Only last year short, swart Senor Don Carlos Guillermo Davila, potent Chilean publisher, was hobnobbing in Washington with President Hoover and many another man of property. Senor Davila, as Chilean Ambassador and a leading negotiator in setting up the Chilean-U. S. nitrate trust (Cosach), looked and acted as though he would be the last man on earth to propose State Socialism. Last week he suddenly proposed it to the Chilean people in a bulky manifesto of 20,000 words, was accused of wanting to make himself President by a coup d'etat.
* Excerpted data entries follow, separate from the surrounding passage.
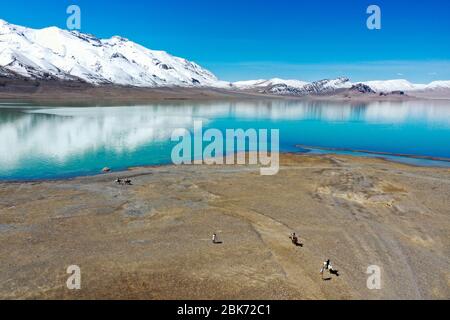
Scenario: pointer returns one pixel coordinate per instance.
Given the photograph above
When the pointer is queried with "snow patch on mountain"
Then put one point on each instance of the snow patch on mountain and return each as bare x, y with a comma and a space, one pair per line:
53, 53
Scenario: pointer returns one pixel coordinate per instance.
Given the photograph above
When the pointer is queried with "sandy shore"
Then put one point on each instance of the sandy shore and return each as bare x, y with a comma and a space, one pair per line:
151, 240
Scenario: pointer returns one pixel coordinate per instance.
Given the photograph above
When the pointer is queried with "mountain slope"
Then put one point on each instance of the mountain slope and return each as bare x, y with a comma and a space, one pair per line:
53, 53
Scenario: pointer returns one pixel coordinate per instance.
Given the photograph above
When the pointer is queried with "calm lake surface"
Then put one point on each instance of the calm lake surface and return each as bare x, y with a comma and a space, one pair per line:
42, 142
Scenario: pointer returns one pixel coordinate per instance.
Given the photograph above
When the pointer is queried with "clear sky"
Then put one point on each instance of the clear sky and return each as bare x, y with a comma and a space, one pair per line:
249, 39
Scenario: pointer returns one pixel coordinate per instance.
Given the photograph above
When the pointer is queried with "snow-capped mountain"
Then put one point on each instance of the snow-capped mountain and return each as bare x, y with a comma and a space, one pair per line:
268, 83
331, 86
56, 54
405, 85
53, 53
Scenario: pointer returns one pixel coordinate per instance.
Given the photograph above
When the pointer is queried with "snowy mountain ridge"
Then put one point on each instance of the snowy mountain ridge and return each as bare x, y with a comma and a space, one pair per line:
55, 54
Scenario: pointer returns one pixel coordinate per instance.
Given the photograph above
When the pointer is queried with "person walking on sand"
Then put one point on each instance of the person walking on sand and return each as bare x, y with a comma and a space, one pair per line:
327, 266
294, 239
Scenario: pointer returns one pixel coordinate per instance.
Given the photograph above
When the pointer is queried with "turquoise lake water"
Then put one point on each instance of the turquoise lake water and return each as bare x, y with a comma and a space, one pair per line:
42, 142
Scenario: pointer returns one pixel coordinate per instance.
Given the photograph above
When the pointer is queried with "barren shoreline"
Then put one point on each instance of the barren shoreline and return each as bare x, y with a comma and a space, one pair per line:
54, 92
151, 240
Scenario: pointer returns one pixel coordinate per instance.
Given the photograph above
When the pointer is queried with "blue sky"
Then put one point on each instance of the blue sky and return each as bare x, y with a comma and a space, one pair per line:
248, 39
Senor Davila ceased to be Ambassador and returned to Santiago when the Chilean Government of President Carlos Ibanez was upset by a coup d'etat (TIME, Aug 3). Last week the new government of President Agustin Justo tried to suppress the Davila manifesto, stigmatized it as revolutionary. Senor Davila, who thought it best to quit his handsome home and go into hiding, declared in his manifesto, "Present conditions in Chile warrant a trial of State Socialism adapted to our national peculiarities. If we can adopt the useful residue of the French revolution, to mold our primitive political system, without taking a Bastille, without decapitating a king, without bloody tribunals, has not the moment arrived to try what demonstrates itself to be utilizable, without having to march on Rome, and without the ten years of suffering experienced by the Russian people?

"At this moment the Chilean Government can step in and take over all means of production and distribution without stepping outside the bounds laid down by the present Chilean Constitution. I urge that Chilean people adopt Socialism without Revolution."